I have received lots of email about the recent press releases regarding this drug. To put it into context, I suggest you re-read the post in which I described several of the new drugs that are in the pipeline and work in different ways on prostate cancer cells. I think of MDV as a form of “super casodex”. Not only does it prevent testosterone (and DHT) from binding to the androgen receptor, but it also stops further activation by preventing the AR from translocating to the nucleus. This is important since AR is a protein that binds to DNA and causes genes to be “activated” or transcribed into messenger RNA. The messenger RNA then goes back to the cytoplasm of the cell and is translated into protein. Many of the proteins turn out to be involved with telling cells to divide, survive, and do bad things (if it is a cancer cell), like invade other tissues. MDV 3100 also interrupts the interaction of AR with other proteins known as co-activators and co-repressors. All of these additional actions make it superior to Casodex, which can actually be involved in some cases in stimulating the cancer cell rather than suppressing it. (We almost always do “casodex withdrawal” prior to starting patients on an experimental or toxic therapy to rule this out.)
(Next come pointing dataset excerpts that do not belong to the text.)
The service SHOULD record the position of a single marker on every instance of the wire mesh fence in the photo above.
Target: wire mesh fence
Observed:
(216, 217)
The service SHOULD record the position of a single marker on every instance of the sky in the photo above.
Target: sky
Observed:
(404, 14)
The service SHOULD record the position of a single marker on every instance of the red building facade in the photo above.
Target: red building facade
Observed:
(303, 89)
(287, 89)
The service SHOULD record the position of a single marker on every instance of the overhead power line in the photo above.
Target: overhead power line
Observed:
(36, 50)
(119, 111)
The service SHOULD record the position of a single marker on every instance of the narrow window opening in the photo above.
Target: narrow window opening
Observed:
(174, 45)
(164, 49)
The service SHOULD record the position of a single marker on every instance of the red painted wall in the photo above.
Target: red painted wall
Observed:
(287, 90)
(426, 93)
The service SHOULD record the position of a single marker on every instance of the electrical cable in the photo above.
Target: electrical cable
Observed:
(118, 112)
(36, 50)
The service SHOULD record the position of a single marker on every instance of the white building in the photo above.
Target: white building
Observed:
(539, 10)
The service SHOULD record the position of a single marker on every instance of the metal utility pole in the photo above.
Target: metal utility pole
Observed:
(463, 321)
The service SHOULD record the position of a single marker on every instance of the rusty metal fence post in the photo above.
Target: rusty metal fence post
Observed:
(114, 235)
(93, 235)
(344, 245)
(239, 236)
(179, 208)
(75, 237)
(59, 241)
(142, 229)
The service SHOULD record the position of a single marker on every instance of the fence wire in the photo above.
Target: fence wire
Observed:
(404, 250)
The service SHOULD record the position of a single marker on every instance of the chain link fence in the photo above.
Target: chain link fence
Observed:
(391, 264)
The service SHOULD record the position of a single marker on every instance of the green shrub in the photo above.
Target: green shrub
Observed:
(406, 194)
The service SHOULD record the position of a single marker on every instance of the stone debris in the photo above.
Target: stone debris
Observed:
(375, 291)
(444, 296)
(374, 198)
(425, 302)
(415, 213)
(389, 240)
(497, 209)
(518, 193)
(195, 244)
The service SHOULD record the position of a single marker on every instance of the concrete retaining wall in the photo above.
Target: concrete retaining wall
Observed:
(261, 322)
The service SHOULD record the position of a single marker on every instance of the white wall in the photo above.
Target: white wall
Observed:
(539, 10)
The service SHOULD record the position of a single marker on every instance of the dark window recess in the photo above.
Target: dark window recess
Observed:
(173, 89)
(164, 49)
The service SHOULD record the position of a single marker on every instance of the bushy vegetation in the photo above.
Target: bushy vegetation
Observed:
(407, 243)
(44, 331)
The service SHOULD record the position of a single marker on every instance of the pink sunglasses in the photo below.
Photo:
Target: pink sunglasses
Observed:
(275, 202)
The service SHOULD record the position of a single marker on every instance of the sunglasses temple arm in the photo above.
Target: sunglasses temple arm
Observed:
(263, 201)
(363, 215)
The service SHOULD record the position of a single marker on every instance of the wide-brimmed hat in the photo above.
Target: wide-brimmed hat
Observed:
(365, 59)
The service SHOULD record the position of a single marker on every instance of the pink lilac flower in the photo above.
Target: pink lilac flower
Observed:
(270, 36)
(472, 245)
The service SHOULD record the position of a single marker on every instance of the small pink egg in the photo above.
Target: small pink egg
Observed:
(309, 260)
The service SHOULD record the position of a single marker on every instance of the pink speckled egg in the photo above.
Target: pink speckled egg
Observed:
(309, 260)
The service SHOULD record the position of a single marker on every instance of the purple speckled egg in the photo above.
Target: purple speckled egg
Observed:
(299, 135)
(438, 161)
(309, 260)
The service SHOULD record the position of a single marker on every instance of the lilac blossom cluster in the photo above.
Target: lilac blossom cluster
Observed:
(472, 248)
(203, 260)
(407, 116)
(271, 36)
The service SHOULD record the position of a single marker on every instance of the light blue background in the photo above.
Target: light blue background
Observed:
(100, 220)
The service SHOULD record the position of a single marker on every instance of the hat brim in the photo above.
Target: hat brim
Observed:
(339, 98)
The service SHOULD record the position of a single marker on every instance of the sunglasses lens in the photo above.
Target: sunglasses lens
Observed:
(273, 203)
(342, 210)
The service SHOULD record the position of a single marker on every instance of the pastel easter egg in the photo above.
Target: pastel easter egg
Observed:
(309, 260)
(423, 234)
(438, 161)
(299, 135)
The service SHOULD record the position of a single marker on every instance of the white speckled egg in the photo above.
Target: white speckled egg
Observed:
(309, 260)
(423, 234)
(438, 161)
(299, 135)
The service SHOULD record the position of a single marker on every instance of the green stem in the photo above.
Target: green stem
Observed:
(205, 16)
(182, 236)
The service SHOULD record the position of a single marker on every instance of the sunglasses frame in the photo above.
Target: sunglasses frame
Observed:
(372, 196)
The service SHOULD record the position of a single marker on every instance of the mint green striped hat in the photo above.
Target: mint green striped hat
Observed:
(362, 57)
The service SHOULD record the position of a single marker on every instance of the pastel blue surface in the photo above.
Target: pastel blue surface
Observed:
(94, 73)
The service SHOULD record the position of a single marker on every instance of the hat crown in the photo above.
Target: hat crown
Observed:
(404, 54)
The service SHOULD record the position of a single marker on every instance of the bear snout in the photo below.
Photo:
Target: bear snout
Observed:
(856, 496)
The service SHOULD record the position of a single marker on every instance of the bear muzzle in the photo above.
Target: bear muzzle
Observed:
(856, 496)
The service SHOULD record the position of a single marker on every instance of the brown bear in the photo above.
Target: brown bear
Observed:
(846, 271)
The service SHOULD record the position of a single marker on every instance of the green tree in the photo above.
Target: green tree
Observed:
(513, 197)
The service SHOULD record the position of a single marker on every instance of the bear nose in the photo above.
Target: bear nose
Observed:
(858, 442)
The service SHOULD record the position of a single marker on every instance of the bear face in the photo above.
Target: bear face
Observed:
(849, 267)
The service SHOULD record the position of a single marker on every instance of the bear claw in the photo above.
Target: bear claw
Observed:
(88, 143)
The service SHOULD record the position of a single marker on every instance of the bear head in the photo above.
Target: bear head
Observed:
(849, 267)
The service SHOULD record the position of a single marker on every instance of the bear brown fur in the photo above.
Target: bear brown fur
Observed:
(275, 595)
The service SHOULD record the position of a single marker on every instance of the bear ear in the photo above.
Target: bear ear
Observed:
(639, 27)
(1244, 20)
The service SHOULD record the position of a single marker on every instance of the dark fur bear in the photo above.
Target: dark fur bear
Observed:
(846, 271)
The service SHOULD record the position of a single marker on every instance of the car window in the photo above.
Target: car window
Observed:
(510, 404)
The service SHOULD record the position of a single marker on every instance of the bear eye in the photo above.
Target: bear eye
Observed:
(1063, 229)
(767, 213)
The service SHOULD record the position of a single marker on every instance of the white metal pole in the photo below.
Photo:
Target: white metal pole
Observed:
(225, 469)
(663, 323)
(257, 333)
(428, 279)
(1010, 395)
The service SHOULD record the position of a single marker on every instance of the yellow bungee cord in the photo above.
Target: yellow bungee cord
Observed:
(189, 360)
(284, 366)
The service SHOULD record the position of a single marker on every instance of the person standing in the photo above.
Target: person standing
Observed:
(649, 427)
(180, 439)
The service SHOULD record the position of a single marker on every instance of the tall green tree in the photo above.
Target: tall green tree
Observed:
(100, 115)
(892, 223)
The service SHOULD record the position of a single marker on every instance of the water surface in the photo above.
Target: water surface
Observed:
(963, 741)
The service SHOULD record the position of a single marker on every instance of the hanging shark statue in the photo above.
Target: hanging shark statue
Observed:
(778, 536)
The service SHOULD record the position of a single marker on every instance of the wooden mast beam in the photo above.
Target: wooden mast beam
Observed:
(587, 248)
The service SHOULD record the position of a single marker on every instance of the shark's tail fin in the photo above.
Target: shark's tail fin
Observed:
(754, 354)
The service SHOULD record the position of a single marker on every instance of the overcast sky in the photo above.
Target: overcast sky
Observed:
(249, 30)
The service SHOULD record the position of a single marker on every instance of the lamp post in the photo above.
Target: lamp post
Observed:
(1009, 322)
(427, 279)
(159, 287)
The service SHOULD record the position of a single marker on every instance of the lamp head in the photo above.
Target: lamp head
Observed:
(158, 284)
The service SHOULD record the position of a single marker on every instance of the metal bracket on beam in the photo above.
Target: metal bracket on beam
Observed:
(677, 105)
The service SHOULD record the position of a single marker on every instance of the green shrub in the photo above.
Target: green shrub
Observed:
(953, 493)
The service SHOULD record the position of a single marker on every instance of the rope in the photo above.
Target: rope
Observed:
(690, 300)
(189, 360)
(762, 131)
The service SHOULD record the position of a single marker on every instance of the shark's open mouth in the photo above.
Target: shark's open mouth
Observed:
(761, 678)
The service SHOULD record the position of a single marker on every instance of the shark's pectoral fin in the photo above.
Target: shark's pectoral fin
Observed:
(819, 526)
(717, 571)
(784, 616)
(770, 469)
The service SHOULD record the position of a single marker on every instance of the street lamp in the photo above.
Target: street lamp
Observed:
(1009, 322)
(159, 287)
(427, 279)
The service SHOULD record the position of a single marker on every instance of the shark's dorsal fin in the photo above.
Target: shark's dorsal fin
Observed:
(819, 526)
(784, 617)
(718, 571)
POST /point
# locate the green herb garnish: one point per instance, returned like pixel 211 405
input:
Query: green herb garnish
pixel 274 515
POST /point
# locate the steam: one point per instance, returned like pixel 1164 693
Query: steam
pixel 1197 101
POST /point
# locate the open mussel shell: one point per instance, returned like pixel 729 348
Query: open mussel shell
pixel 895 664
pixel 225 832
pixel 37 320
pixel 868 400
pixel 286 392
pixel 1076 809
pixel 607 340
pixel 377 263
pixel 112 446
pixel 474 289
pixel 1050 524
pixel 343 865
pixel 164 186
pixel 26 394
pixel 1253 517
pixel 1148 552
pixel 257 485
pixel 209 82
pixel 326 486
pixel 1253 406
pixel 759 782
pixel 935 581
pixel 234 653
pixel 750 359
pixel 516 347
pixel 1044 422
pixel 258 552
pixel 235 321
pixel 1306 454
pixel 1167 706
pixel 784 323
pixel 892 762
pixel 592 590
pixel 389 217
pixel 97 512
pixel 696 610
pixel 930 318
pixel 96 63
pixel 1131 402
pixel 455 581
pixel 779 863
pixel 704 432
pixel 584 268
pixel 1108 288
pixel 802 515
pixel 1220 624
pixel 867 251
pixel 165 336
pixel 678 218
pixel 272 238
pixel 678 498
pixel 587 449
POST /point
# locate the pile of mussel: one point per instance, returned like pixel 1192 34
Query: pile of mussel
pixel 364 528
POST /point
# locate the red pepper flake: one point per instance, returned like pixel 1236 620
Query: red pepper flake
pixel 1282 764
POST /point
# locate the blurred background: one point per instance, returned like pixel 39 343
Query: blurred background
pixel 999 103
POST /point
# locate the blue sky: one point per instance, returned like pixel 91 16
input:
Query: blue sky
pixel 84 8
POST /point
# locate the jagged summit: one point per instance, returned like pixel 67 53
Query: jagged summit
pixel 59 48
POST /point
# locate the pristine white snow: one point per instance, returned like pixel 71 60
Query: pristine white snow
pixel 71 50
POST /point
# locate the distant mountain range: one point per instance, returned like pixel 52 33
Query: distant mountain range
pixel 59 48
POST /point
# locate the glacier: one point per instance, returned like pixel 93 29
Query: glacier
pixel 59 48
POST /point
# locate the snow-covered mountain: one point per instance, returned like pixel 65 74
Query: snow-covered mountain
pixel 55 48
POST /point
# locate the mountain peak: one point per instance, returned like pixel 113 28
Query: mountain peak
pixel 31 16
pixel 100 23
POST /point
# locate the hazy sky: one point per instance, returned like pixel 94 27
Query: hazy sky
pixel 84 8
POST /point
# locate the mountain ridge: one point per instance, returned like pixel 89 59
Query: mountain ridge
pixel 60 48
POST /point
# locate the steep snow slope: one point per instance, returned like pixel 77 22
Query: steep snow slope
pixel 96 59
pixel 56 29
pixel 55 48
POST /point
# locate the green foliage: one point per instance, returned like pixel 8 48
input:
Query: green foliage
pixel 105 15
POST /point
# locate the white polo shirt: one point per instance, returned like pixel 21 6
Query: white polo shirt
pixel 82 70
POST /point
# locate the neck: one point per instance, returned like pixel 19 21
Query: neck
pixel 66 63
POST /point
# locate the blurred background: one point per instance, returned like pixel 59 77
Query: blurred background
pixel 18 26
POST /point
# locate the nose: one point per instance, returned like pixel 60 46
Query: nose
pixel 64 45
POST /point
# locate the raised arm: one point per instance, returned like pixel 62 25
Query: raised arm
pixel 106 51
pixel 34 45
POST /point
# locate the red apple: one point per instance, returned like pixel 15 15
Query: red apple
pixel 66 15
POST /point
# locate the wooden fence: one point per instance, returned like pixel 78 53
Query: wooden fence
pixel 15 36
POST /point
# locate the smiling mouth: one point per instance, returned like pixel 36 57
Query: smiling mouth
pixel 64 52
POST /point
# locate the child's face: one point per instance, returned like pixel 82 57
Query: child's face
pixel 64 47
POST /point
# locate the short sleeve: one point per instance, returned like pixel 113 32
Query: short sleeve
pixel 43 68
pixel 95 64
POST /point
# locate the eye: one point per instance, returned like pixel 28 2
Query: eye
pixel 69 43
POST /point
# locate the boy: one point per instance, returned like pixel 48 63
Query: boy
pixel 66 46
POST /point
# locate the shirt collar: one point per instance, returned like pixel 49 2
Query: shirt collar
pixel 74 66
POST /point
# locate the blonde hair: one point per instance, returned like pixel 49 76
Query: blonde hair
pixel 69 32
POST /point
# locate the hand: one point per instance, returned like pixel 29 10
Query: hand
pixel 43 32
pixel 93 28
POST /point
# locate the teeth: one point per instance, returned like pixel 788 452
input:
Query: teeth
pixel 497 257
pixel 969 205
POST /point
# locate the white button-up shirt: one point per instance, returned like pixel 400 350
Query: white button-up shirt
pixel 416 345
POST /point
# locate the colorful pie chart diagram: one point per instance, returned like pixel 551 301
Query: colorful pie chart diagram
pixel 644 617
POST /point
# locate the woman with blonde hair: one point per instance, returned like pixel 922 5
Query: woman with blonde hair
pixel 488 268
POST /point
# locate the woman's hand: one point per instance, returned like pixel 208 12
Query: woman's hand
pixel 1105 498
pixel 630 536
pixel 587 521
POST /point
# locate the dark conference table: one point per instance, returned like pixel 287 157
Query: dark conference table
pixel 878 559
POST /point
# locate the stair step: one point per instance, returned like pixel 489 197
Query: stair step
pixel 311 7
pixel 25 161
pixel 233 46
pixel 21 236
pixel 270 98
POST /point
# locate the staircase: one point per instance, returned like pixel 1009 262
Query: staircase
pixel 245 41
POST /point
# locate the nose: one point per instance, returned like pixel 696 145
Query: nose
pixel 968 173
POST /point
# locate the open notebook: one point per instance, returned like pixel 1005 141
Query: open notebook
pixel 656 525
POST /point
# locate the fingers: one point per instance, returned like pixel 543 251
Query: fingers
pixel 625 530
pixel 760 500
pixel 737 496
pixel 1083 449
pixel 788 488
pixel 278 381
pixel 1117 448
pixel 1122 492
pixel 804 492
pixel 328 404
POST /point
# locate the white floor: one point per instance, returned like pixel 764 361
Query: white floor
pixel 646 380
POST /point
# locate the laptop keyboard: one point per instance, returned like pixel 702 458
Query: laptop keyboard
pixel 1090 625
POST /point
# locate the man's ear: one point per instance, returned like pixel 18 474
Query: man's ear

As usual, the pathway from positive findings announced in the press to being able to get a drug is frustrating to many of my patients. We have one trial running at our center in which patients with rising PSA who have never been treated with ketoconazole, who have minimal pain, and who have castrate levels of testosterone and who have positive scans can receive either MDV 3100 or placebo. However, until the FDA approves MDV 3100, there is really no way to obtain the drug outside of clinical trials. There is a full list of our other prostate clinical trials with the various agents here. We also have a number of novel agents in earlier trials in our developmental therapeutics program.
The good news is that “help is on the way”. The frustrations in the process not being faster are painful, but we are doing all we can!
The success of the MDV-3100 cllnical trial is strongly reflected in the price of Medivation stock (MDVN)
MDVN stock price
Nov 2 market close 16.50
Nov 3 market close 40.15
Some smart guys are speculating major monies on this news
Dr Mike,
Thank You for keeping us
informed on the progress of these new drugs.
Now with zytiga and hopefully soon with mdv3100 we have some different options that were not available just a year ago.
I am wondering if mdv3100 did not work as well with ketoconazole pretreated patients ,and if this is also the case with zytiga/abby.
Thank You
Dan
ps I hope to try DES 1mg as per your study should my e patches/keto fail
Dr. Glode,
MDV3100 sounds like an excellent breakthrough drug for PCa patients. I quit Casodex once my PSA started to rise. I’m looking forward to a chance for PSA reduction by attacking another pathway for the PCa cells to grow. Do you feel the FDA will fast track MDV3100 and if so, when do you feel MDV3100 will be available? Hopefully the FDA will not drag their feet as they did on releasing Provenge.
Thanks,
Craig Becker
Given the outstanding success of MDV 3100 in the recently prematurely terminated trial, it is a puzzle that there is nothing that I can find as to when it will be available. Does anyone know anything?
The process for approval is pretty archane. However, if past approvals are any indication of timing, and assuming that there aren’t toxicities of concern that we don’t know about from published data, I would suspect that MDV 3100 would be approved in the next 6-12 months. This is a very non-official estimate on my part however. Topics like this generate huge interest from the Wall Street community (more even than the science itself), and I would stress that I have absolutely no information or inside knowledge of anything going on at Medivation or the FDA. I think both the agency and the companies always want to get active drugs into the marketplace as soon as possible for all of the obvious reasons. Typically they have worked out very specific early stopping points and approval criteria even before studies are started, then when success is seen, the agency needs to verify the findings before marketing actually happens, and the companies do everything they can to make sure the data is “clean” meaning that there aren’t missing report forms etc. from the study sites.